Evaluation scripts for BiPACE/CeMAPP-DTW, June 2012
Author: nils.hoffmann@cebitec.uni-bielefeld.de
Version: 1.1.1
Last updated: Oct. 16th, 2012
Changes:
1.1.1:
-Added missing gradle.properties
1.1:
-Updated build.gradle to download the correct maltcms version zip
from sourceforge.net automatically, if not present.
-Updated build.gradle to download the correct groovy version zip
from codehaus.net automatically, if not present.
-Removed (most) dependencies to maltcms.de artifactory.
-Set default configurations to work on stand-alone computers.
-Added LeishmaniaEvalShort.sh and LeishmaniaGraphicsShort.sh
for a fast (computes only a few combinations) start.

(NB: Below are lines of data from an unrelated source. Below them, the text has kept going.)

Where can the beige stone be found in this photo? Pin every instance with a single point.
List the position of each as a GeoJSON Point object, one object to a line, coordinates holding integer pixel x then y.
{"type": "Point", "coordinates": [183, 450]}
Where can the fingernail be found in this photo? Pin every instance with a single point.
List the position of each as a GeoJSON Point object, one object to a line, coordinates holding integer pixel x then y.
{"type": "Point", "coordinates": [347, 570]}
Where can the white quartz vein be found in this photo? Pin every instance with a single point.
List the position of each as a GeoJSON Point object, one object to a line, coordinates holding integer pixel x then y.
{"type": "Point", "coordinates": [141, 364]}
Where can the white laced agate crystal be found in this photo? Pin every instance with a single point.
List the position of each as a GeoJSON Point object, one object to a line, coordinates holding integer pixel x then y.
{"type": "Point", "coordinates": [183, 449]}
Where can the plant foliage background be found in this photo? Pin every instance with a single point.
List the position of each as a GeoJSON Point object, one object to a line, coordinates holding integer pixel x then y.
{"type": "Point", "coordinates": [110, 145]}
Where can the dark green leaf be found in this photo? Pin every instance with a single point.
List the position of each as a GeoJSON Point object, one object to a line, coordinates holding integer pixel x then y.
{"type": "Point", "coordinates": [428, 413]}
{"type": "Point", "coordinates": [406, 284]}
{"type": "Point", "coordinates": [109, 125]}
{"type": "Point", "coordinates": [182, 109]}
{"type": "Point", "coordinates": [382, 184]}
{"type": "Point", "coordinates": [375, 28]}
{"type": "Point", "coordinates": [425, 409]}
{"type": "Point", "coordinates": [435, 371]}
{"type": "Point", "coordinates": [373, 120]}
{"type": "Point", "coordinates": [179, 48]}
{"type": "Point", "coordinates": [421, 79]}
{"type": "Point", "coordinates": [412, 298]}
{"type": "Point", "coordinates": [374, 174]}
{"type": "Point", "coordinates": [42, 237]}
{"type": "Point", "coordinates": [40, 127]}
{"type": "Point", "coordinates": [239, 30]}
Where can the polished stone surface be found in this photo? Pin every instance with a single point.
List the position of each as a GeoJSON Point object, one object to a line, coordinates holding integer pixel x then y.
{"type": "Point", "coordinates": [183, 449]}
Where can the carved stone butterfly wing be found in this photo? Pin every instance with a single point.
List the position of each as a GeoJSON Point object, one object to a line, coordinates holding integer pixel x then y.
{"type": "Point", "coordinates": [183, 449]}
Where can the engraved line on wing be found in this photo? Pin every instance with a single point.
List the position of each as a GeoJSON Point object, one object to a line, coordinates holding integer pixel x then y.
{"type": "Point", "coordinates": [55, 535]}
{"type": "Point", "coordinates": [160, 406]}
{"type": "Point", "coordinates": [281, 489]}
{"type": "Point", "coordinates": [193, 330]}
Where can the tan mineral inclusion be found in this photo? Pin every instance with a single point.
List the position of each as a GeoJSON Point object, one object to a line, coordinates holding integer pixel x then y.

-Updated this README with updated information.
-Added metabolights database link.
-Added maltcms link.
1.0:
-Initial version with evaluation scripts and data.
###########################################################################
0. Citation:
###########################################################################
If you use any of the material provided in this distribution, we ask you
to cite the following publication:
Hoffmann et al., "Combining peak- and chromatogram-based retention time
alignment algorithms for multiple chromatography-mass spectrometry
datasets", BMC Bioinformatics, 2012, 13:214, doi:10.1186/1471-2105-13-214
More specific information on the supplied datasets and their original
publications may be found in Section 4 of this document.
###########################################################################
1. License:
###########################################################################
The source code of this distribution is licensed under the GNU Lesser
General Public License version 3. Details may be found in the LICENSE file.
Please see section 4 for details on the datasets contained in this
distribution.
###########################################################################
2. Requirements:
###########################################################################
-a Unix-compatible operating system (Linux or MacOS X).
-a recent JAVA SDK, version 6, a.k.a. 1.6 (7, a.k.a 1.7 should
work, but has not been tested).
-a recent version of gradle (www.gradle.org), version 1.0.+, please
follow their installation instructions for your system.
-a recent installation of GNU-R (www.r-project.org) > 2.14 with ggplot2.
To install from R's command line: library.install("ggplot2")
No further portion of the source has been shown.